From the belief of savages in the spirits who ruled their fate to the “power outside ourselves that makes for righteousness,” through the weak man’s reliance on luck and the strong man’s reliance on his isolated individuality, we have had innumerable forms of the misunderstanding of responsibility. But all this is now changing. The distinguishing mark of our age is that we are coming to a keen sense of personal responsibility, that we are taking upon ourselves the blame for all our evils, the charge for all our progress. We are beginning to realize that the redemptive power is within the social bond, that we have creative evolution only through individual responsibility.

The old ways of thinking are breaking up. The New Life is before us. Are we ready? Are we making ourselves ready?

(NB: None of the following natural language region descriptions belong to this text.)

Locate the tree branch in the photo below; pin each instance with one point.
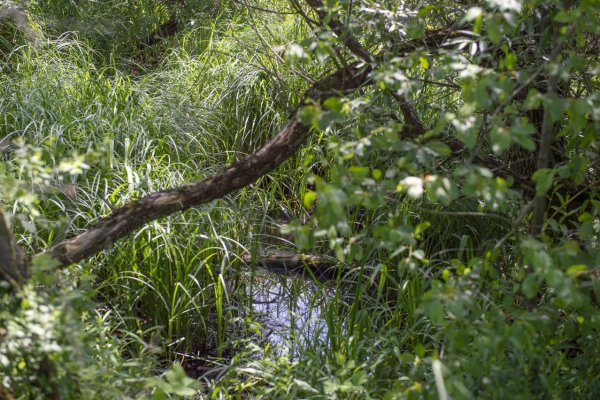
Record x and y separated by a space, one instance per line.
286 143
137 213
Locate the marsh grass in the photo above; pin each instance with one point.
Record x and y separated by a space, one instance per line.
178 284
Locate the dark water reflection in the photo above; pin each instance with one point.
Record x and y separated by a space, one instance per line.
289 308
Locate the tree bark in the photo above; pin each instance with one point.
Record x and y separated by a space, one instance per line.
137 213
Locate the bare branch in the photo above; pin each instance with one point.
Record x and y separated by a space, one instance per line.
137 213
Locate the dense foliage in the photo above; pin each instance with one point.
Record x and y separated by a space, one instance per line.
458 190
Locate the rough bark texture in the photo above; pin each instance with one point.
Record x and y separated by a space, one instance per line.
160 204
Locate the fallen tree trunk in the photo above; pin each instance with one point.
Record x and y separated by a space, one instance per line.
286 143
137 213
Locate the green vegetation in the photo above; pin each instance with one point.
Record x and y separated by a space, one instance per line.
450 179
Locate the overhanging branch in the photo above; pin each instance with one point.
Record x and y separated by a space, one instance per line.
137 213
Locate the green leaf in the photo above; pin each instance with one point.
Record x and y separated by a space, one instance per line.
543 178
439 148
530 286
309 198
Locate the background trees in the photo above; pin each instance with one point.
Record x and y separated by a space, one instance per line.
445 154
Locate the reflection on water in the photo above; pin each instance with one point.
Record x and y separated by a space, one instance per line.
288 307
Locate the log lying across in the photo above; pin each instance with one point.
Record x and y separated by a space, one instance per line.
137 213
286 143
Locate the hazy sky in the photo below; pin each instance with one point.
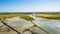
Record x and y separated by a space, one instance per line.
29 5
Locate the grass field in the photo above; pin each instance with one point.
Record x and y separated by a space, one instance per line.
49 16
24 16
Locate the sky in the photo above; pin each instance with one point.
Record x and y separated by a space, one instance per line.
29 5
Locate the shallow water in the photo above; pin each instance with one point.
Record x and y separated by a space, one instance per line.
51 26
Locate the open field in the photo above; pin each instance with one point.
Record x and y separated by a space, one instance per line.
49 16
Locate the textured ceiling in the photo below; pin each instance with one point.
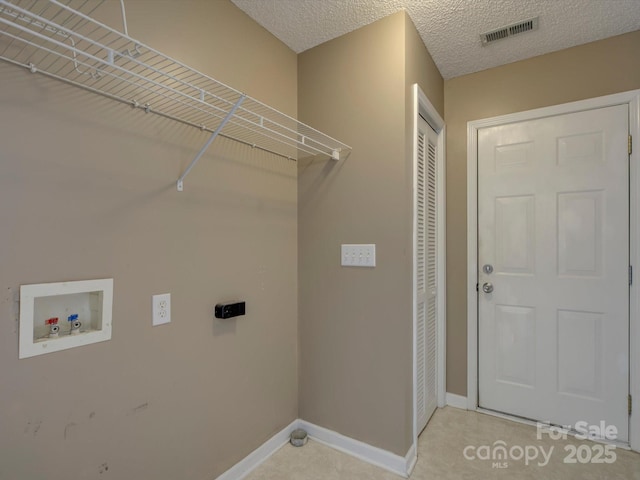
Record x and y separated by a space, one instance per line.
450 28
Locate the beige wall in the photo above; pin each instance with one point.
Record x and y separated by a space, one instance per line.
356 324
87 190
592 70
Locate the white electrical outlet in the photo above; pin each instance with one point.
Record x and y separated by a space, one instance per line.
360 255
161 305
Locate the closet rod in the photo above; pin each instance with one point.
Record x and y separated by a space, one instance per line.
49 37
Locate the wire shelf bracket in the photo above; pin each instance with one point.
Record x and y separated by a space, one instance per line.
64 40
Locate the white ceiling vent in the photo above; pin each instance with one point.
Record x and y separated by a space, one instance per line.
509 31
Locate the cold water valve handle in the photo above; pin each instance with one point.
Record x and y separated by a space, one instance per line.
75 323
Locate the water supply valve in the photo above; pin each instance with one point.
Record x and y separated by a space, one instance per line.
54 328
75 324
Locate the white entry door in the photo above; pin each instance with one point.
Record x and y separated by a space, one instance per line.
553 268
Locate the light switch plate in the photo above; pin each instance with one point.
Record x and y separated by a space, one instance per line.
161 309
358 255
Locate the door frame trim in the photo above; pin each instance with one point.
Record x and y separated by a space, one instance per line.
423 107
632 99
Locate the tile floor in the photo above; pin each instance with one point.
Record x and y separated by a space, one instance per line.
440 456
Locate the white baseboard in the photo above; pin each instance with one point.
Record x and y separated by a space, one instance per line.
245 466
365 452
457 401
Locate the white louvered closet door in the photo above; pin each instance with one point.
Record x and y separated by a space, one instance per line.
426 263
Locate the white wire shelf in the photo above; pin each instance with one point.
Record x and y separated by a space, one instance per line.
52 38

A new man is needed for the New Life—a man who understands self-discipline, who understands training, who is willing to purge himself of his particularist desires, who is conscious of relations as the stuff of his existence.

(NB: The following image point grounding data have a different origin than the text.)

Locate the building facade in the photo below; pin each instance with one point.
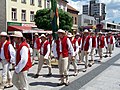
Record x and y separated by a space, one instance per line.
21 12
95 9
74 13
86 22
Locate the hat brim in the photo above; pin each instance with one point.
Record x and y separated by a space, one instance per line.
4 35
15 36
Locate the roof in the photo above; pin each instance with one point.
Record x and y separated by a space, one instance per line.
65 1
25 29
71 8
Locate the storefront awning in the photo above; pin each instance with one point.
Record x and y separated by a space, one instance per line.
25 29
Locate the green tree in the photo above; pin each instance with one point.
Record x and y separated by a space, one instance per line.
43 20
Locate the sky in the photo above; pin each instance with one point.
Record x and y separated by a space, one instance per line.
112 8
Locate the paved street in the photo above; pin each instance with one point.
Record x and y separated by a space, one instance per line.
101 76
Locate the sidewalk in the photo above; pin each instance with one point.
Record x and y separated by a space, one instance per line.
95 82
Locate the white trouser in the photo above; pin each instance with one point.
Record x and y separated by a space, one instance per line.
41 62
74 63
36 53
109 48
6 74
100 52
84 54
20 80
92 53
63 68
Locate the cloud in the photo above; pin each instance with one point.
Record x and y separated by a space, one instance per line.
112 8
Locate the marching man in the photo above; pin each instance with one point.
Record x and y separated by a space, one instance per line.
94 41
101 43
110 42
76 50
44 55
23 62
36 46
7 55
85 47
61 49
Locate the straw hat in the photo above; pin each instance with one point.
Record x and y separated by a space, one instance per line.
3 34
43 35
86 31
70 35
17 34
36 34
61 31
99 32
77 34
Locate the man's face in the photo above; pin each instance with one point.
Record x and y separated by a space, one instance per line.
60 35
16 39
43 39
3 38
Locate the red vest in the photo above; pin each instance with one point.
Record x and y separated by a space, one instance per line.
74 44
18 57
100 41
109 38
93 41
37 41
64 47
6 51
85 43
79 40
44 47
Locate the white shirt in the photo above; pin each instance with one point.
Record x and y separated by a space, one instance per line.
23 60
11 50
70 48
48 50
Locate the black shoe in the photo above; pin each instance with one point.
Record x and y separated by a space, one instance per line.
89 64
60 84
36 76
49 74
66 84
106 56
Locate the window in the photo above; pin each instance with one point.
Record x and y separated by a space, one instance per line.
23 15
23 1
31 2
75 20
14 0
48 3
14 14
39 3
31 16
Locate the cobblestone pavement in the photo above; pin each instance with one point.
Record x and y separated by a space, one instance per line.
101 76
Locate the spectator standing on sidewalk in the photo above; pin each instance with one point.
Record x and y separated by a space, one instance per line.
62 47
7 55
85 47
36 47
44 55
23 62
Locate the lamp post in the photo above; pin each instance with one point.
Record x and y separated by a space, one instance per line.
99 18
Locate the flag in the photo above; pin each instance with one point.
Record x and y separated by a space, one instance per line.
55 18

To sum up this chapter: the moral state is the task of man. This must be achieved through the creative power of man as brought into visibility and actuality through his group life. The great cosmic force in the womb of humanity is latent in the group as its creative energy; that it may appear the individual must do his duty every moment. We do not get the whole power of the group unless every individual is given full value, is giving full value. It is the creative spontaneity of each which makes life march on irresistibly to the purposes of the whole. Our social and political organization must be such that this group life is possible. We hear much of “the wasted forces of our nation.” The neighborhood organization movement is a movement to use some of the wasted forces of this nation—it is the biggest movement yet conceived for conservation. Have we more “value” in forests and water-power in America than in human beings? The new generation cries, “No, this release of the spiritual energy of human beings is to be the salvation of the nation, for the life of all these human beings is the nation.” The success of democracy depends (1) upon the degree of responsibility it is possible to arouse in every man and woman, (2) on the opportunity they are given to exercise that responsibility. The new democracy depends upon you and me. It depends upon you and me because there is no one else in the world but you and me. If I pledge myself to the new democracy and you pledge yourself to the new democracy, a new motor force will be born in the world.

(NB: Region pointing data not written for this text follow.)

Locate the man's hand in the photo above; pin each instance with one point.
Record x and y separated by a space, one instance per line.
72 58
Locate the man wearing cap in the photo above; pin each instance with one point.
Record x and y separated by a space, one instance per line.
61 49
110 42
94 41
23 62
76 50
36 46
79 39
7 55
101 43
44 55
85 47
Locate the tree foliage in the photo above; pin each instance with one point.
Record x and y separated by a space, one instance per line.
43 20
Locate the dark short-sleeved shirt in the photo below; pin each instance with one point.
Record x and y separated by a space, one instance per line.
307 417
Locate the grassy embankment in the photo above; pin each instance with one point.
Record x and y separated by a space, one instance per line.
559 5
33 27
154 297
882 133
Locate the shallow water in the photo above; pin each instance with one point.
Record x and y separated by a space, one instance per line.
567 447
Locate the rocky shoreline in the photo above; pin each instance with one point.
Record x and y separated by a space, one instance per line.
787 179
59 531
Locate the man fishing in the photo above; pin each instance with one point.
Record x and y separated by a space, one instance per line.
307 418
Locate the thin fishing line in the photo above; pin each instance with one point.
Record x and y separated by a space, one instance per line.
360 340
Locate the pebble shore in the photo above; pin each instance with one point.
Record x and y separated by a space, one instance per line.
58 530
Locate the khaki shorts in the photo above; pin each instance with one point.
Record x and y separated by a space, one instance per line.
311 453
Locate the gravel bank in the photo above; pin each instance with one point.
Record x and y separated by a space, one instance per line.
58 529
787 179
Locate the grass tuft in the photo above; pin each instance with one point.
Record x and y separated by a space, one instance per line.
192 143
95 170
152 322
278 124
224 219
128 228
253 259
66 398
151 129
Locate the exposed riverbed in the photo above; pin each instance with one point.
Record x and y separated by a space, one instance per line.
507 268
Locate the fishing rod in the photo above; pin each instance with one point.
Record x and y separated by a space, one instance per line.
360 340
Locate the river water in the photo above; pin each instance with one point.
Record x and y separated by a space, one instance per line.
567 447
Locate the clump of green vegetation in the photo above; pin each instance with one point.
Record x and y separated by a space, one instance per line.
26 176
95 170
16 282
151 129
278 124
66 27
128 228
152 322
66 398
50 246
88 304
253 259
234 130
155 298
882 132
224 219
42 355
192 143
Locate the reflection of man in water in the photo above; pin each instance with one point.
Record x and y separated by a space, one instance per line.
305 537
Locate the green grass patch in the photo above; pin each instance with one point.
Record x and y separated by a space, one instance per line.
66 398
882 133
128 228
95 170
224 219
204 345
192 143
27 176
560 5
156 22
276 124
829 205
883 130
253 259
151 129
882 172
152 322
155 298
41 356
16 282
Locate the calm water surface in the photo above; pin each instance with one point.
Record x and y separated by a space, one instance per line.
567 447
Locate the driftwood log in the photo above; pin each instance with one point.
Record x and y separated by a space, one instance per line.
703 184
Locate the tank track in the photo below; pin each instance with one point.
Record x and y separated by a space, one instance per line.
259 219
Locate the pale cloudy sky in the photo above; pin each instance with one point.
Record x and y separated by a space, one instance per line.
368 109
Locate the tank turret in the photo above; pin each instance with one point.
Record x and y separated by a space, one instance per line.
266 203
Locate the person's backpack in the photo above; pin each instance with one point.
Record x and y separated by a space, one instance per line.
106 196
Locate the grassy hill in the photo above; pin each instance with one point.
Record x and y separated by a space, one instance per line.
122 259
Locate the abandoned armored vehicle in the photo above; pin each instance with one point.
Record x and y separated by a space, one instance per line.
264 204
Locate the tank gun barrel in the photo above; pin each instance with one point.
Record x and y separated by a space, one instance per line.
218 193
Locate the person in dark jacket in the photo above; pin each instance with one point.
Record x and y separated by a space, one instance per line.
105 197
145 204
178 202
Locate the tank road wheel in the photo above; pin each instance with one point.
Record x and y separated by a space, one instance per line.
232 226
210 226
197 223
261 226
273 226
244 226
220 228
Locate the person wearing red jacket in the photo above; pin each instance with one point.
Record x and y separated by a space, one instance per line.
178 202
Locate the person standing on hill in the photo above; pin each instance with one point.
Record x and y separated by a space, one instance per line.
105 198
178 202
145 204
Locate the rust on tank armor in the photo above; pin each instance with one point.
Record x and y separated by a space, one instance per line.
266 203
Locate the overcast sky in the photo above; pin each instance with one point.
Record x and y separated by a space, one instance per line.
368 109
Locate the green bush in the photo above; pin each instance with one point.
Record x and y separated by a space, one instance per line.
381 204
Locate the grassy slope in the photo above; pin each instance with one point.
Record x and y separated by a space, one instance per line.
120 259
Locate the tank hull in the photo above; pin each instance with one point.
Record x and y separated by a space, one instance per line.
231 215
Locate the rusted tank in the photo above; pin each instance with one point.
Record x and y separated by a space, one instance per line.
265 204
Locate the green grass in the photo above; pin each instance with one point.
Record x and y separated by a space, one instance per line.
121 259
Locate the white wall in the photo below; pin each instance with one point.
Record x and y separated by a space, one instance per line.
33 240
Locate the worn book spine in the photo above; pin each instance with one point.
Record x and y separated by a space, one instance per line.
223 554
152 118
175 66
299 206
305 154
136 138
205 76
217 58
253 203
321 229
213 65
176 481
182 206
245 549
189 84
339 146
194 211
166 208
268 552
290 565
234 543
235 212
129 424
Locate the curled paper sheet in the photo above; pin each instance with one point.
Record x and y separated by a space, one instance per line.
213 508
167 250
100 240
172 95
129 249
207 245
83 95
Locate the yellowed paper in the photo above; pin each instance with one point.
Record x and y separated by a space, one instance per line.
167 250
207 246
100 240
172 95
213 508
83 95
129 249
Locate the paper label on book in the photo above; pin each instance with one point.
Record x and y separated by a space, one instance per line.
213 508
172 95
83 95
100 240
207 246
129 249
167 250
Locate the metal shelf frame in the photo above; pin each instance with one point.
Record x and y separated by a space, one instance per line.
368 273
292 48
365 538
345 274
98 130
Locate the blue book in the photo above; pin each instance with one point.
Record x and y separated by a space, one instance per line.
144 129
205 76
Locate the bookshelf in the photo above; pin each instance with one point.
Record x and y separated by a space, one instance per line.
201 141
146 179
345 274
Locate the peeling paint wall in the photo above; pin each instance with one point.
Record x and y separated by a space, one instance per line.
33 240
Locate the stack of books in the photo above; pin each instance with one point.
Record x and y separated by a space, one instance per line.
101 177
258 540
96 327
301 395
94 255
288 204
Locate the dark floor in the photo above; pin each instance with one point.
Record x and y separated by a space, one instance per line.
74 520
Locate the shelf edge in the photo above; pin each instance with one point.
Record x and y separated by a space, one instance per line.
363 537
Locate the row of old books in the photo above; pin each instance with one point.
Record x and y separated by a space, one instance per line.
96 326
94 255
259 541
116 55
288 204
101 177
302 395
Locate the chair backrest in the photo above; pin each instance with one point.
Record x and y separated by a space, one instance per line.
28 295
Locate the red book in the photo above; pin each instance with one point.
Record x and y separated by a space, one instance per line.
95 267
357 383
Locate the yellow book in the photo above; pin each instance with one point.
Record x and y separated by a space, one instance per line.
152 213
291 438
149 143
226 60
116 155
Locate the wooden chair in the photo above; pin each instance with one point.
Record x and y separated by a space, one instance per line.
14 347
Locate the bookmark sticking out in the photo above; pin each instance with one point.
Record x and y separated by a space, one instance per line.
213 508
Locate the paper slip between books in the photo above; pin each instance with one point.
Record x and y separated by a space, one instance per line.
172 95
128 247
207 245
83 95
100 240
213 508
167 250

We need to-day new principles. We can reform and reform but all this is on the surface. What we have got to do is to change some of the fundamental ideas of our American life. This is not being disloyal to our past, it is exactly the opposite. Let us be loyal to our inheritance and tradition, but let us understand what that inheritance and tradition truly is. It is not our tradition to stick to an outworn past, a conventional ideal, a rigid religion. We are children of men who have not been afraid of new continents or new ideas. In our blood is the impulse to leap to the highest we can see, as the wills of our fathers fixed themselves on the convictions of their hearts. To spring forward and then to follow the path steadfastly is forever the duty of Americans. We must live democracy.


XXXV
THE WORLD STATE


WE have seen the true state emerging through the working of the federal principle, dual in its nature: (1) created by the law of interpenetration, the unifying of difference, and (2) representing the multiple man in his essential nature. Through the further working of this principle the world-state appears.